The "Project Runway" Star Who's Making Plus-Size History

    “This industry puts a bad view on plus-size women and the way we dress, and it’s because we don’t have options,” designer Ashley Nell Tipton tells BuzzFeed News.

    In a society that tells fat women not to draw attention to themselves, Ashley Nell Tipton is a rule-breaker from lilac head to fashionable foot. The Project Runway finalist was blunt about it: “We should just all wear what we want,” she told BuzzFeed News in a phone interview. Some people think every fat person is leading “an unhealthy lifestyle,” as she put it, but their judgment is pointless: “You need clothing to wear, so why are we going to make those people who decide to live that kind of life feel like crap and not have anything to wear?”

    It’s a feeling she herself has known, and it is part of the reason she was drawn to fashion design in the first place — to create the bold clothes she didn’t see on the shelves. She held fashion leaders responsible for enabling a self-fulfilling prophecy: “This industry puts a bad view on plus-size women and the way we dress, and it’s because we don’t have options,” she said.

    Tipton, the first Project Runway contestant who has emphatically insisted she designs for a plus-size customer, and one of the few contestants who is emphatically fat herself, sees this lack of options as an opportunity. “The industry is really ignoring that they’re missing us in the market — it’s a multimillion-dollar market,” she said.

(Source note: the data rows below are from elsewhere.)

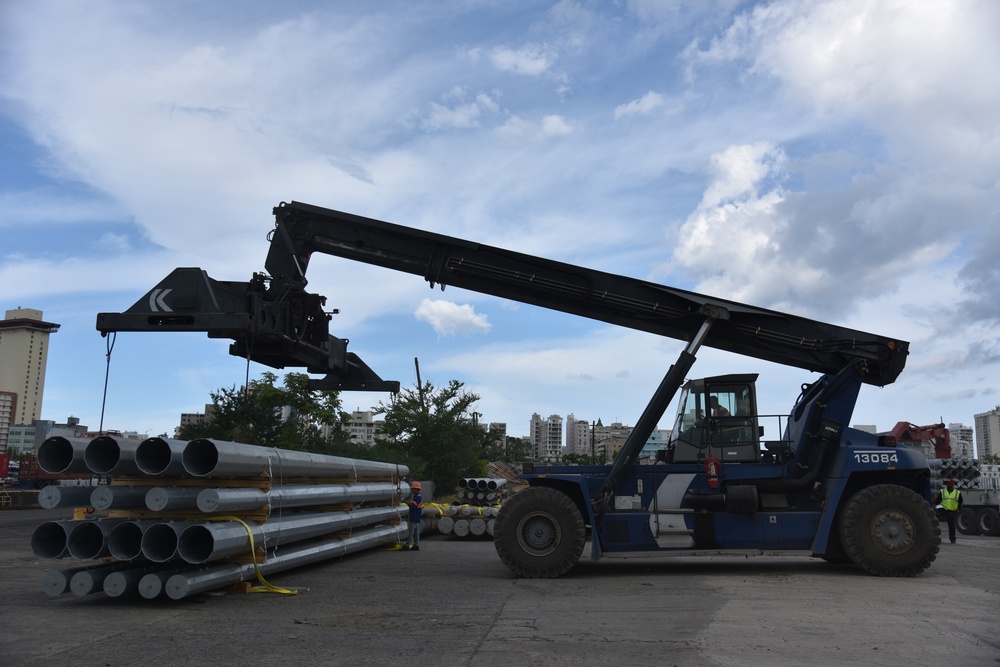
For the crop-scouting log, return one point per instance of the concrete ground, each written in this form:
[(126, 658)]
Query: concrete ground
[(455, 603)]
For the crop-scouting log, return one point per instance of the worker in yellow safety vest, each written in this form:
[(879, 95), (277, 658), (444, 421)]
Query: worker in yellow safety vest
[(950, 500)]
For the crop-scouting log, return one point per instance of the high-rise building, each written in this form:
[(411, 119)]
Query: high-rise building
[(546, 438), (577, 435), (961, 440), (24, 350), (362, 428), (988, 433), (192, 418), (8, 406)]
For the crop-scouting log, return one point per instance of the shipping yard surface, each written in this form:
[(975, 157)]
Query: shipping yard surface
[(455, 603)]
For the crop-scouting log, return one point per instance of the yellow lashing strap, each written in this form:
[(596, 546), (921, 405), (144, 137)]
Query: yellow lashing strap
[(265, 587)]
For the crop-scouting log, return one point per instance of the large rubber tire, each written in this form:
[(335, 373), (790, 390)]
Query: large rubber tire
[(967, 522), (988, 521), (539, 533), (890, 531)]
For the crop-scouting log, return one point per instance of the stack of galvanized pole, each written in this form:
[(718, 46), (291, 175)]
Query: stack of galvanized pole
[(964, 471), (190, 517), (482, 491), (474, 514)]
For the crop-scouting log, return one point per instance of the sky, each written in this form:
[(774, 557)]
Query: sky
[(836, 159)]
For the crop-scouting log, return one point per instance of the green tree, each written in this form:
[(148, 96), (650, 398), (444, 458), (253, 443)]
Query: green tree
[(433, 432), (288, 417)]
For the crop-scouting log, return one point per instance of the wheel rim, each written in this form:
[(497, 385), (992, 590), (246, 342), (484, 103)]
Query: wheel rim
[(892, 531), (538, 534)]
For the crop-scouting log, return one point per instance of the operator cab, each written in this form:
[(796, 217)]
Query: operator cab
[(717, 416)]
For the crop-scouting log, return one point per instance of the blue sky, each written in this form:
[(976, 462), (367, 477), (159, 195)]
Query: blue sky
[(835, 159)]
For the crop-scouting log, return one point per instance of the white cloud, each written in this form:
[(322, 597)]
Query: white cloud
[(518, 129), (530, 60), (448, 318), (643, 106)]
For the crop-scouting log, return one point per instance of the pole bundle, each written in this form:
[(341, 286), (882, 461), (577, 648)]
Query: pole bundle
[(178, 514)]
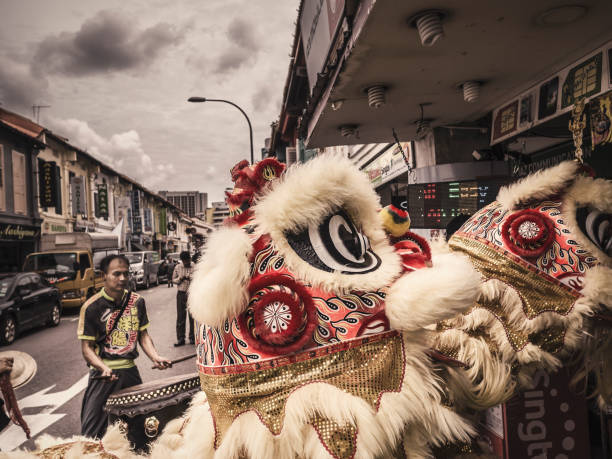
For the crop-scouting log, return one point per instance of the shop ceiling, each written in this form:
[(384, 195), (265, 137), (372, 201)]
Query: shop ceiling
[(507, 46)]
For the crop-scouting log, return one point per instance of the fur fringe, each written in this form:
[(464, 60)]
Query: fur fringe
[(488, 380), (416, 299), (595, 193), (416, 408), (219, 289), (114, 442), (538, 186)]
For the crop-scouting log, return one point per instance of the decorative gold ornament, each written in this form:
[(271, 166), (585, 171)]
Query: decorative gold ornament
[(151, 426), (577, 125)]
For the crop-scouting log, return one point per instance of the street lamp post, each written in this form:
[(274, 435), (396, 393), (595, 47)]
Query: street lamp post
[(204, 99)]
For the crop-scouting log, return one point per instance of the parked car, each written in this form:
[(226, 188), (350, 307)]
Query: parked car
[(144, 266), (26, 300)]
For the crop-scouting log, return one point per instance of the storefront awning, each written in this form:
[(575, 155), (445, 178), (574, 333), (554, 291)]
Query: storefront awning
[(136, 247)]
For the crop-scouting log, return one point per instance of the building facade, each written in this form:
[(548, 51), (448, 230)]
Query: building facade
[(193, 203), (20, 222), (48, 185)]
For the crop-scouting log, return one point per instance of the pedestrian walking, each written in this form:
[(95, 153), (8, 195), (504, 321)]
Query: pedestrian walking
[(111, 324), (170, 266), (182, 278)]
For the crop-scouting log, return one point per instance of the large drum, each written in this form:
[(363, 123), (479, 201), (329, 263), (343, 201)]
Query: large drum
[(145, 409)]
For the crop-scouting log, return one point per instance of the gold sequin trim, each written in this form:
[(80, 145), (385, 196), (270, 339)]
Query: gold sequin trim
[(365, 371), (538, 293), (88, 447)]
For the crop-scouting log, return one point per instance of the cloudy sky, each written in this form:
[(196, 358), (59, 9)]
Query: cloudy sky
[(117, 75)]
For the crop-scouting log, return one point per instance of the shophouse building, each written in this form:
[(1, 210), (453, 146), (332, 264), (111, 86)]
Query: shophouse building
[(20, 221), (477, 101)]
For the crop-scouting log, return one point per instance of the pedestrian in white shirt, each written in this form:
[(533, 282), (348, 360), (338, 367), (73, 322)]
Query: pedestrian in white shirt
[(182, 278)]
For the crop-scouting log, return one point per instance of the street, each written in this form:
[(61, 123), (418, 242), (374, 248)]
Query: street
[(51, 401)]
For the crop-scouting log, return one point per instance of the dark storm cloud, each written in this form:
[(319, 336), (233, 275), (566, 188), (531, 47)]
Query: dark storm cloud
[(243, 49), (242, 34), (262, 98), (106, 42), (19, 90)]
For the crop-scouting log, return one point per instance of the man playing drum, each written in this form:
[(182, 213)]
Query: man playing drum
[(111, 323)]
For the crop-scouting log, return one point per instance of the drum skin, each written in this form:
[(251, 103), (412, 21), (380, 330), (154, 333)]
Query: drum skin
[(145, 409)]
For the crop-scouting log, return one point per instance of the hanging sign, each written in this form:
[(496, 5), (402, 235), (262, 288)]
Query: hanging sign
[(18, 232), (47, 184), (136, 217), (148, 220), (506, 120), (584, 80), (79, 197), (163, 228), (102, 200)]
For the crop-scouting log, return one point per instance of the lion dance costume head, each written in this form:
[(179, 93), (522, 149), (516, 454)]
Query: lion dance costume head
[(323, 336)]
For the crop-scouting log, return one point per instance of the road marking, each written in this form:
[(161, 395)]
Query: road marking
[(13, 436)]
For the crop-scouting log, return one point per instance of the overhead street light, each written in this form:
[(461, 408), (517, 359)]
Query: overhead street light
[(204, 99)]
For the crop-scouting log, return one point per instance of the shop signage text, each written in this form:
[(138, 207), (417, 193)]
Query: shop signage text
[(102, 200), (554, 95), (18, 232), (48, 184)]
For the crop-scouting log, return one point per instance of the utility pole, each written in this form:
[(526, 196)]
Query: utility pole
[(36, 111)]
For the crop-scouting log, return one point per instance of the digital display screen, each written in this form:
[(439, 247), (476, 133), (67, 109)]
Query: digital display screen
[(434, 205)]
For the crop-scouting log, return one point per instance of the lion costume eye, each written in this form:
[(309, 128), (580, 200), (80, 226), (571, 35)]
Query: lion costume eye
[(335, 244), (597, 226)]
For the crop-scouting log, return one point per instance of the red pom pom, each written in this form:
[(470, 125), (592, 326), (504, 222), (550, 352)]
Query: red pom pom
[(528, 233)]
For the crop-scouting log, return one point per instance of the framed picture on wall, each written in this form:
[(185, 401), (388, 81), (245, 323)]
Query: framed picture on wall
[(549, 94)]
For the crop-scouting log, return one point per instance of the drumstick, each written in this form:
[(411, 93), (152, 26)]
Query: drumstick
[(180, 359)]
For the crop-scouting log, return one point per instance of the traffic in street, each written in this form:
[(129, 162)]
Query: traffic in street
[(51, 402)]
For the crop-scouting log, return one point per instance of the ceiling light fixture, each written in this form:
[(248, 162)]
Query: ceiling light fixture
[(471, 91), (423, 124), (348, 130), (429, 25), (337, 104), (376, 95)]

And the audience was eager to see that represented on the show: Tipton said many fans “praise me for being very brave for being on the show as a plus-size woman and a plus-size designer.”

    That affection wasn’t universal: This season, she’s consistently been one of the strongest designers, and yet in confessionals her competitors seemed quick to dismiss her ability. “It's pretty hurtful," she said of hearing those comments on television. "I was definitely bothered watching it, because I wish people would say something to me instead of saying it behind my back. I trust people until they give me a reason not to trust them.”

    Fellow contestants gave her a reason early in the season: During a challenge that divided the designers into two teams, Tipton was picked last despite having won two of the four previous challenges. She cried in the episode, and guest judge Kelly Osbourne described the obvious ostracism as “a bit of a bitch fest.” It was one of many times Tipton cried throughout the season, an emotional openness that contributed to her accessibility.

    “I don’t regret the crying, I don’t regret feeling the way I did, because at that moment, I’m putting everything I had in it,” she said. “Me showing my emotions...it’s not a sign of weakness, it’s a sign of passion.” Tipton didn’t directly address why she thought the other contestants were so quick to dismiss her, but she did say she was bemused to hear fellow finalist Edmond Newton call her headpieces “costumey,” particularly since, by her estimation, both Candice Cuoco’s Asian medley collection and Kelly Dempsey’s shiny streetwear collection seemed more costume-like than her own collection, a series of plus-size looks inspired by her own heritage and specifically 1950s Mexico City.

    Tipton interpreted this latest dismissal, at least, as a compliment. “At the end of the day, they know that I am a threat to them,” she said. However, she was dismayed by the seeming slight from show mentor Tim Gunn, who was quoted in Entertainment Weekly saying most of the designers this season “just weren’t hungry.”

    “It’s kind of sad to really hear that,” Tipton said. “We really fought for what we did, and we really wanted this so much. I don’t know what to say, because it’s kind of shocking to hear that.” Later, she reasserted herself: “I’m talented, I know what I want, and I believe in myself, and I’m true to myself,” she said, which, from her, is both a cliché and a war cry.

    Tipton doesn’t mind that the focus is on her plus-size collection and not the lack of plus-size collections from other seasons of Project Runway, though “I do wish that there was other designers who would embrace that,” she said. “But I’m fine if I’m the one that’s leading right now.” She sees herself as a potential source of inspiration for other designers: “I’m trying to put plus-size on the map,” she said. “We can be fashion-forward.”

    Tipton, who was open about her self-esteem issues throughout the season, started to answer a question about being a trailblazer: “I never thought that I would be that person, but it’s always been,” she paused, and checked herself: “I’ve always wanted to do it. I just didn’t know when it would happen.”

    Project Runway's finale airs Thursday at 9 p.m. ET/8 CT.